Naval station Norfolk is the headquarters of the U.S. Navy's Atlantic fleet, an awesome collection of military power that is in a terrible way the crowning glory of American civilization. Seventy-five thousand sailors and civilians work here, their job the daily business of keeping an armada spit-shined and ready for deployment at any moment. When I visited in December, the aircraft carrier USS Theodore Roosevelt was in port, a 1,000-foot-long floating war machine that was central to U.S. military operations in Iraq and Afghanistan. Cranes loaded equipment onto the deck; sailors rushed up and down the gangplanks. Navy helicopters hovered overhead. Security was tight everywhere. While I was checking out one of the base's massive new double-decker concrete piers that's nearly as big as a shopping-mall parking lot, I wandered over to have a closer look at the USS Gravely, a guided-missile destroyer that has spent a lot of hours on watch in the Mediterranean. Armed men on the deck watched me warily — even my official escort seemed jittery ("I think we should step back a bit," he said, grabbing my arm).

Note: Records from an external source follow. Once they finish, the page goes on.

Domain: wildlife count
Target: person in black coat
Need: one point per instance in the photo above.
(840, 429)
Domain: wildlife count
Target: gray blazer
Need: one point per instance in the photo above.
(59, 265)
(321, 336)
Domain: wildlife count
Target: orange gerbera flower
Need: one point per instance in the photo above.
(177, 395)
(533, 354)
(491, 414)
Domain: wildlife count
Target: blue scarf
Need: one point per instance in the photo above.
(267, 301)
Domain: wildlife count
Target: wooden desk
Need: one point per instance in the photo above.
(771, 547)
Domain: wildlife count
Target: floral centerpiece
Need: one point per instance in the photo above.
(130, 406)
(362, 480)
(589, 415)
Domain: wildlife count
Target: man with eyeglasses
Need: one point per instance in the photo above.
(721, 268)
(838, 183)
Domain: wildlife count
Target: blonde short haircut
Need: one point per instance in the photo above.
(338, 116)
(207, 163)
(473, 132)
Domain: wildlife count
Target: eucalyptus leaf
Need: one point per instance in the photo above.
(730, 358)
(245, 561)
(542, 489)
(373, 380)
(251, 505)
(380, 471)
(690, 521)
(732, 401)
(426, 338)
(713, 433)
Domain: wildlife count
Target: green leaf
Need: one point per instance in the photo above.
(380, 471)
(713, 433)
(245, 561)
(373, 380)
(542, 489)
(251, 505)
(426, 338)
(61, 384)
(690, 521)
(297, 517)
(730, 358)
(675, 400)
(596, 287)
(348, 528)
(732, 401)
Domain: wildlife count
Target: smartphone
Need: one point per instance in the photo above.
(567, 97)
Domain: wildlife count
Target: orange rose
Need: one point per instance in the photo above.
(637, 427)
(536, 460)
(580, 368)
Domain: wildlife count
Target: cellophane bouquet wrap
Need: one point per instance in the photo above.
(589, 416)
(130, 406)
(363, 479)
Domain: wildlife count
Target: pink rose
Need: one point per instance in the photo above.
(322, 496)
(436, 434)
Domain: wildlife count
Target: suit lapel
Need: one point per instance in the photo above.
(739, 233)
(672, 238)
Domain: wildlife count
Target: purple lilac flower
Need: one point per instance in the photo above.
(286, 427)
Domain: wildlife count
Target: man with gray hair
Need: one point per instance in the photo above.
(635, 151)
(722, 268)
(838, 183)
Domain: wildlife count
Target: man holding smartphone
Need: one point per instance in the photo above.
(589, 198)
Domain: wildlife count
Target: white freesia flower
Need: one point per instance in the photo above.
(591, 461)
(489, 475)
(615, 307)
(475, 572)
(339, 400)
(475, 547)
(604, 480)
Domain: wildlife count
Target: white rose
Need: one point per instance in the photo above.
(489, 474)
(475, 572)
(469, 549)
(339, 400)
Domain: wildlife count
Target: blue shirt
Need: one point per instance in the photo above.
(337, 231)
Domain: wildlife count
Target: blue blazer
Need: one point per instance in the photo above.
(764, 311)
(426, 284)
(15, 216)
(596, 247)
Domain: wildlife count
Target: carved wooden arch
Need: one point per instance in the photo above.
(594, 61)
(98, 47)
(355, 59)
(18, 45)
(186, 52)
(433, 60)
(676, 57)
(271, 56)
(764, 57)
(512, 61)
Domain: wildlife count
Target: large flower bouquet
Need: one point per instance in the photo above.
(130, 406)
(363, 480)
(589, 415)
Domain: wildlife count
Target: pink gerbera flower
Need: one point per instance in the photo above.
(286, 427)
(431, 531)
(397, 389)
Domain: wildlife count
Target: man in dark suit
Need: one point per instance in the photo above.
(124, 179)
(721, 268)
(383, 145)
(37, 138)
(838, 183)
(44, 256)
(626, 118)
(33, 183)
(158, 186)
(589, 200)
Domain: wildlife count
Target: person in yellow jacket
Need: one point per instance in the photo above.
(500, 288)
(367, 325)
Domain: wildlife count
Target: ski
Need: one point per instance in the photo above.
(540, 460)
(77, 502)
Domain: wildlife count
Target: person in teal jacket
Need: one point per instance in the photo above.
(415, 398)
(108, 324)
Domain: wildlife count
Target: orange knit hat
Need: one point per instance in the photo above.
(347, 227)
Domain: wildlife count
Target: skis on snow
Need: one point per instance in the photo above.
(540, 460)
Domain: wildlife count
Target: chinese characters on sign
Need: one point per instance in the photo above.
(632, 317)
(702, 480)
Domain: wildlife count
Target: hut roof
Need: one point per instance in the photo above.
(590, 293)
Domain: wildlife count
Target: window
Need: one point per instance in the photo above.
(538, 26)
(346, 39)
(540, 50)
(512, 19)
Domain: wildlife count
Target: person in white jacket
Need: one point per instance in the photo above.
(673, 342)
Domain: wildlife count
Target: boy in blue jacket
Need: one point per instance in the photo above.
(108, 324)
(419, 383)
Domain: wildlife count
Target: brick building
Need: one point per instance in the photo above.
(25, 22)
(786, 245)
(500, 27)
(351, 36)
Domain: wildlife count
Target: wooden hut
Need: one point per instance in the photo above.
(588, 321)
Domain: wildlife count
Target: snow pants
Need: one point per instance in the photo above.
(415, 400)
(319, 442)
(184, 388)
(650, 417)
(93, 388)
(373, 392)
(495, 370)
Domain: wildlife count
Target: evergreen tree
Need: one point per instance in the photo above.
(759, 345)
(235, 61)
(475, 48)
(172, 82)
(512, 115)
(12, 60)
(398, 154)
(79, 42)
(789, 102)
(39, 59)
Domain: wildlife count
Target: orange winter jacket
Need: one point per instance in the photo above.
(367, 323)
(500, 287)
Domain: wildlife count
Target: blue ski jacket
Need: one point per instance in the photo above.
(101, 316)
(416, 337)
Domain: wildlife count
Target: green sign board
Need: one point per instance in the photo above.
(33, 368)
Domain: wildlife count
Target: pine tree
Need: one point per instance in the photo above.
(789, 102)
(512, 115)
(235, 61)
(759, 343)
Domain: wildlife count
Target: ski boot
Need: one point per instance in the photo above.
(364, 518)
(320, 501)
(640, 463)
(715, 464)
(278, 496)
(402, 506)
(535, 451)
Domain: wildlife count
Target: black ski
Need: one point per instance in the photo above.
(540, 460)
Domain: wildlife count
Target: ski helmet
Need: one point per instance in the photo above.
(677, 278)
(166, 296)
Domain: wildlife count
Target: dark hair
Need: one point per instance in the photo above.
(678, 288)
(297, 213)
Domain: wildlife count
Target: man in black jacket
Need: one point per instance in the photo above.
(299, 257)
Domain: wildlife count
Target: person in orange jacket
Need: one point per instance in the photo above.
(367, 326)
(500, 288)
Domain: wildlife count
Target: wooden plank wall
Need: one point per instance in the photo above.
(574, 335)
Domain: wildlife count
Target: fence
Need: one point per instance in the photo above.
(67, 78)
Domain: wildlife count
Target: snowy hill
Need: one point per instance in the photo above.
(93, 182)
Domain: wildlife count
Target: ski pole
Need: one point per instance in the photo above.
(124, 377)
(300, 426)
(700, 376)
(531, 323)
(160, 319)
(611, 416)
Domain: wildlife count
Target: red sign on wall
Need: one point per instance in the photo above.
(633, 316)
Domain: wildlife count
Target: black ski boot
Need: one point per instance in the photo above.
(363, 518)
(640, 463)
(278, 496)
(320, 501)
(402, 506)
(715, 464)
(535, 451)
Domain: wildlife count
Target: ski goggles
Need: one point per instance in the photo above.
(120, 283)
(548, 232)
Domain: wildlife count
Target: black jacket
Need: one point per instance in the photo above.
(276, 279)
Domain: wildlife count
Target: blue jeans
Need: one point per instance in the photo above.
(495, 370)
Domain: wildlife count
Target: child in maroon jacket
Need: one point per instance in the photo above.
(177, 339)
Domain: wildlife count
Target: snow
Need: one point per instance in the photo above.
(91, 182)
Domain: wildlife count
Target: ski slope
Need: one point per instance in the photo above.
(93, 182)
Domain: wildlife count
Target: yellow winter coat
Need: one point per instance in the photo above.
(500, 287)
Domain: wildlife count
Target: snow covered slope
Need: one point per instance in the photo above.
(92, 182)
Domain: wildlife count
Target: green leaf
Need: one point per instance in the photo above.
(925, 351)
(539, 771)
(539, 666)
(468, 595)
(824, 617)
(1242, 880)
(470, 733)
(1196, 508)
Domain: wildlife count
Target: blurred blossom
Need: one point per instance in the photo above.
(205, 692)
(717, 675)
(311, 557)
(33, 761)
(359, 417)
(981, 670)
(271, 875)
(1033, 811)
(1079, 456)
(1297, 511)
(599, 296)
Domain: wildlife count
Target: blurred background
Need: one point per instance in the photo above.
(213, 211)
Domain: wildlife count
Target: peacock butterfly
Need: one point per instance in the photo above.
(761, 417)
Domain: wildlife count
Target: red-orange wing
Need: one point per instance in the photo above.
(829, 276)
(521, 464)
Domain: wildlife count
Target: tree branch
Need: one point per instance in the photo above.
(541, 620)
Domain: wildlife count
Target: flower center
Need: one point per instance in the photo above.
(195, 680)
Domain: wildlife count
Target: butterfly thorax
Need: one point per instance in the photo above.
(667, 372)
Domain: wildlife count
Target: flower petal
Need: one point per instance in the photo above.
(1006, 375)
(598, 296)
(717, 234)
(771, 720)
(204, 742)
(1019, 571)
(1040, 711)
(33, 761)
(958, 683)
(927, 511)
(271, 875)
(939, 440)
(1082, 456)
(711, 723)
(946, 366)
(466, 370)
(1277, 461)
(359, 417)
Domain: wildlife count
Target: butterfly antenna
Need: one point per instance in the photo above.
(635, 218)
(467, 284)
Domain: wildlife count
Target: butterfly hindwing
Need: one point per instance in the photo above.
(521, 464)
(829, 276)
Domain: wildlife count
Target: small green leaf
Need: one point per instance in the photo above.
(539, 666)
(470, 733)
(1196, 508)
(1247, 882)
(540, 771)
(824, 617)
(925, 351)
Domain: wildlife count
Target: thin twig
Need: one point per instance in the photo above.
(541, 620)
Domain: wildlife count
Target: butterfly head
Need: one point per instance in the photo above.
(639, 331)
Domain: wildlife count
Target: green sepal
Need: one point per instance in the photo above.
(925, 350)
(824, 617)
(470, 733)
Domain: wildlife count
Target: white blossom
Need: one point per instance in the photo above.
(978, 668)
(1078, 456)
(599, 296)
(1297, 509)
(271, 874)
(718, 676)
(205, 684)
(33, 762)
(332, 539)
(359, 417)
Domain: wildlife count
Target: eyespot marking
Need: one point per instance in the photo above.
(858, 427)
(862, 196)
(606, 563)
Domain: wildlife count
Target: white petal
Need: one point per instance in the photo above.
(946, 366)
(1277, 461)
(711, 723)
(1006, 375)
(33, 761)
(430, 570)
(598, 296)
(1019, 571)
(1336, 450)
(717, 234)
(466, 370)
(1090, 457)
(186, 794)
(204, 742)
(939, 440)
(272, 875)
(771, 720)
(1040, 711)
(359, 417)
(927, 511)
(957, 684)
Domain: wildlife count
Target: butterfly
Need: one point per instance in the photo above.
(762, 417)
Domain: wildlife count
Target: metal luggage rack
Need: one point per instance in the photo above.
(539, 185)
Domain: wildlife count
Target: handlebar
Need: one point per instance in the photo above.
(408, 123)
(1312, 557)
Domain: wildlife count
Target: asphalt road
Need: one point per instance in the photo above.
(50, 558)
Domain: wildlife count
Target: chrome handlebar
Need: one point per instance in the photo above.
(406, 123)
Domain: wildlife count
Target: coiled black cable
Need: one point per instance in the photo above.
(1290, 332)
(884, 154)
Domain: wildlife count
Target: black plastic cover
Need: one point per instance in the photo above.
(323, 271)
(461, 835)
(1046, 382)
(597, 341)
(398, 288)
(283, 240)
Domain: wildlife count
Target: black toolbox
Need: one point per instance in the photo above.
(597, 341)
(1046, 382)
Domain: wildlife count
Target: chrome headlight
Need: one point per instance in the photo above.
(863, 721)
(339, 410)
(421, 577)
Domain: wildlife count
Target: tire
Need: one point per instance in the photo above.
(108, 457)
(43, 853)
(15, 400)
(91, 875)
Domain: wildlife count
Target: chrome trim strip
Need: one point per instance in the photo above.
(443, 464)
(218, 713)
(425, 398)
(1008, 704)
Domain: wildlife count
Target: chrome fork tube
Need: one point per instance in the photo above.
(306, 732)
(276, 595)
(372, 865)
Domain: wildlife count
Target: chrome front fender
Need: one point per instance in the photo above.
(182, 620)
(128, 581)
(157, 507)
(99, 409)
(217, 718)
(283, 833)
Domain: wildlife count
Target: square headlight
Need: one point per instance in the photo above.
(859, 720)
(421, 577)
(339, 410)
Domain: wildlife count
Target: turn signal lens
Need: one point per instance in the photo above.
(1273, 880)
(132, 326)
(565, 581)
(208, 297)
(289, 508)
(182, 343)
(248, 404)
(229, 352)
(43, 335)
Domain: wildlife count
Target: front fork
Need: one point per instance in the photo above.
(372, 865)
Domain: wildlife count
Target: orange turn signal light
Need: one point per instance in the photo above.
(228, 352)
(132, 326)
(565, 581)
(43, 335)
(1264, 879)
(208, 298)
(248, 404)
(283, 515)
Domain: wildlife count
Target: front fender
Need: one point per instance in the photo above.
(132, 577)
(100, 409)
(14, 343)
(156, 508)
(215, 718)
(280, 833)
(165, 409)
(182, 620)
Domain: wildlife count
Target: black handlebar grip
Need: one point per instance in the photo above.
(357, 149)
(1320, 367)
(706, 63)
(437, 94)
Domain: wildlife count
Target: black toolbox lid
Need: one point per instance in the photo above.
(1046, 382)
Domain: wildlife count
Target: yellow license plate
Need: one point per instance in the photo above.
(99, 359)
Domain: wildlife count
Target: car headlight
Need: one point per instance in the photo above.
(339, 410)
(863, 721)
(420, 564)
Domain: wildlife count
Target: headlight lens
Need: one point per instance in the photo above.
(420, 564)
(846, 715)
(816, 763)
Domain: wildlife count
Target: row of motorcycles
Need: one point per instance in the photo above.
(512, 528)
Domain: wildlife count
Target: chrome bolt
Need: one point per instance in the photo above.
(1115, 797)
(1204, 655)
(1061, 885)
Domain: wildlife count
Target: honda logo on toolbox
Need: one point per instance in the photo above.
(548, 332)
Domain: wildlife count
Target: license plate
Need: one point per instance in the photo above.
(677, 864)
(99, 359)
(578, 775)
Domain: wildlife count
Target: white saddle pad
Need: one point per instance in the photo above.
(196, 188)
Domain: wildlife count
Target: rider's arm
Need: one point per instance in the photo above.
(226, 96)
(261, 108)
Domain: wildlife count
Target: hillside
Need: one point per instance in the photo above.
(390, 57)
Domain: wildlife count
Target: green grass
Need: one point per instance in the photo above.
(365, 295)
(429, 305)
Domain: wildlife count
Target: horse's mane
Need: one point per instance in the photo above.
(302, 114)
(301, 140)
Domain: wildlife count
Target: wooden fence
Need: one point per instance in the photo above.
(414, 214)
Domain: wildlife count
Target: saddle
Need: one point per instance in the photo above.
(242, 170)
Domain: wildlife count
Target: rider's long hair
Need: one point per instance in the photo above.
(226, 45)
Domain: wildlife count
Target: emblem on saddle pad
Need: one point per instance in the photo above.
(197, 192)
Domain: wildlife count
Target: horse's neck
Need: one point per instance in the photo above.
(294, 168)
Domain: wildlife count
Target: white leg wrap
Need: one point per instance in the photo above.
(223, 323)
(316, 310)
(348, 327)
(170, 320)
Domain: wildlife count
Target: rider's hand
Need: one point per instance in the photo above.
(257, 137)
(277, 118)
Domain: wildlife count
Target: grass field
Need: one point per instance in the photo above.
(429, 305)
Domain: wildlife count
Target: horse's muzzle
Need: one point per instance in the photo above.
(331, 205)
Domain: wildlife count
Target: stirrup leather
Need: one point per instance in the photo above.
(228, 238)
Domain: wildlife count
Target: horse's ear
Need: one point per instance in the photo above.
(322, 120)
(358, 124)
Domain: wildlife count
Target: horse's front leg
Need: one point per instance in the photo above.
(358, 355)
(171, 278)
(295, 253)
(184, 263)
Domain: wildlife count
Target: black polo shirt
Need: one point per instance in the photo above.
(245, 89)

You can't spend 10 minutes in this part of Virginia without feeling the deep sense of history. The Battle of Hampton Roads, a famous naval showdown between two Civil War ironclads, occurred just offshore. The base was a key departure point for thousands of sailors during World War II, many of whom never returned. Their ghosts still haunt the place. Everyone's aunt or uncle has a story to tell about a night in a port in Brisbane or Barcelona or about the way their ears rang the first time they heard a cannon firing from the deck of a ship.
But within the lifetime of a child growing up here, all this could vanish into the Atlantic Ocean. The land that the base is built upon is literally sinking, meaning sea levels are rising in Norfolk roughly twice as fast as the global average. There is no high ground, nowhere to retreat. It feels like a swamp that has been dredged and paved over — and that's pretty much what it is. All it takes is a rainstorm and a big tide and the Atlantic invades the base — roads are submerged, entry gates impassable. A nor'easter had moved through the area the day before my visit. On Craney Island, the base's main refueling depot, military vehicles were up to their axles in seawater. Water pooled in a long, flat grassy area near Admiral's Row, where naval commanders live in magnificent houses built for the 1907 Jamestown Exposition. "It's the biggest Navy base in the world, and it's going to have to be relocated," says former Vice President Al Gore. "It's just a question of when."